Wow. It’s not often that pop culture, the latest indie docs and my interest in copyright collide. It happens less often than I watch Letterman, which is just about never. But lo and behold, there I found myself last night watching Joaquin Phoenix return to Letterman and a whole riff about Fair Use comes up! Now that was a truly unexpected turn of events.
If you didn’t catch it - video is linked below - the general summary is that Letterman talks with Phoenix about his infamous last appearance on the show and how he wasn’t “in on the joke.” The footage from this appearance shows up in the new film “I’m Still Here,” and Letterman jokes that their lawyers wanted CBS to be paid for showing the footage in the film, but that the filmmakers claimed Fair Use. Letterman then quips that it wasn’t really a documentary but a “theatrical ruse” and therefore, Phoenix and Affleck owe him a “million bucks.” Letterman continues joking about this for the remainder of their talk, which by my unofficial tally makes this the single longest time that Fair Use has been talked about in the mainstream media ever, or at least since 2 Live Crew was last in the news for “Pretty Woman.”
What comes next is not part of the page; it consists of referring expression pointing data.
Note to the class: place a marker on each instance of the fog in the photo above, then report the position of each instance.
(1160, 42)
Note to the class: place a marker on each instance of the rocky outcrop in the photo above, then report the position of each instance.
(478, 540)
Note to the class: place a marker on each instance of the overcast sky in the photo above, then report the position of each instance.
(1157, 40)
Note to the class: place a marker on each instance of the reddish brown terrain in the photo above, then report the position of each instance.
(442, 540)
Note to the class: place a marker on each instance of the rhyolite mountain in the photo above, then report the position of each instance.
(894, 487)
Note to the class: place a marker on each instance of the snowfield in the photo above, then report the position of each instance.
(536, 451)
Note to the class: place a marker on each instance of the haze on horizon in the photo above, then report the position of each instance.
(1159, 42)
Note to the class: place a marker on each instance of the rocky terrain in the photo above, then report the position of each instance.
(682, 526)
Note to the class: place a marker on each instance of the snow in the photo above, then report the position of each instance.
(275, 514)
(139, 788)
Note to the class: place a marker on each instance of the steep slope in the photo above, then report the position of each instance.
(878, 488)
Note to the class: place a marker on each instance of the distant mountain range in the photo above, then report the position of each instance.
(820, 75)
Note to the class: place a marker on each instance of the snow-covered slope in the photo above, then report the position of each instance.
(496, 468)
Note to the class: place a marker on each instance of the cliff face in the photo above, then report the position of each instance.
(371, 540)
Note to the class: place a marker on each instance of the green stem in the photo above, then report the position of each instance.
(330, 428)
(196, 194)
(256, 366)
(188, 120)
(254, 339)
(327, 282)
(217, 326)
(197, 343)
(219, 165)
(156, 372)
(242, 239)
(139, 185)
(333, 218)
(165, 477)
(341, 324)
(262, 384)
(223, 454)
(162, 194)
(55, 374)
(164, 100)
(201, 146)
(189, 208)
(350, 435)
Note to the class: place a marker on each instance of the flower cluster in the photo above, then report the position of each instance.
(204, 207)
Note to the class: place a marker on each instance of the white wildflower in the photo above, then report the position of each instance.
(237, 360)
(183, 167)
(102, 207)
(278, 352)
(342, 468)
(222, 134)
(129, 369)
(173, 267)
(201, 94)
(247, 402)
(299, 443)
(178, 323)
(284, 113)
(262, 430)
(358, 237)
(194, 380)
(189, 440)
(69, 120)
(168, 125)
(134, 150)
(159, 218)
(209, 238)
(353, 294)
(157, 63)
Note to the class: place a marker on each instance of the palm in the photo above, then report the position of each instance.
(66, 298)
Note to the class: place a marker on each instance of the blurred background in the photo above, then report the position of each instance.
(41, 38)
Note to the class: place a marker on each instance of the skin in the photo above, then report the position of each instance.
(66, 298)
I’m no lawyer, but I’d put forth that showing this footage in their film definitely qualifies as Fair Use. On Twitter, Scott Macaulay of Filmmaker Magazine asked if this use qualifies as Fair Use since it was a mockumentary. It doesn’t matter whether your film is a documentary or not. It doesn’t matter if it’s a mockumentary, experimental film or even a narrative film. What matters is how the work is used. I’ll avoid getting into the nitty gritty of Fair Use here, as there are many other places to read up on the topic, but essentially your creative reuse must pass a few tests to qualify as fair use. One of the components of that test is whether the reuse is “transformative” and in the 2 Live Crew case, the Supreme Court argued that an artist’s parody qualifies as transformative enough to pass muster - even if that work was commercial in nature. They also noted that the parody would likely not cause any “market harm” as the two works (the original and the parody) existed in different market-places.
I think this same argument applies to the Letterman footage as well. Affleck and Phoenix are commenting on the nature of celebrity. They were parodying the obsessions and presumptions of that celebrity culture, including the Letterman routine. The film itself uses the footage to demonstrate or comment upon how people were seeing Phoenix as he mocked the system. To my mind, this is clearly fair use.
I’m sure some copyright experts out there can put together a more nuanced argument about this, but for some strange reason, my brief search of the interwebs today hasn’t brought up much commentary on this issue. If any of you legal folks out there agree - or disagree - I’d love to hear your take on this.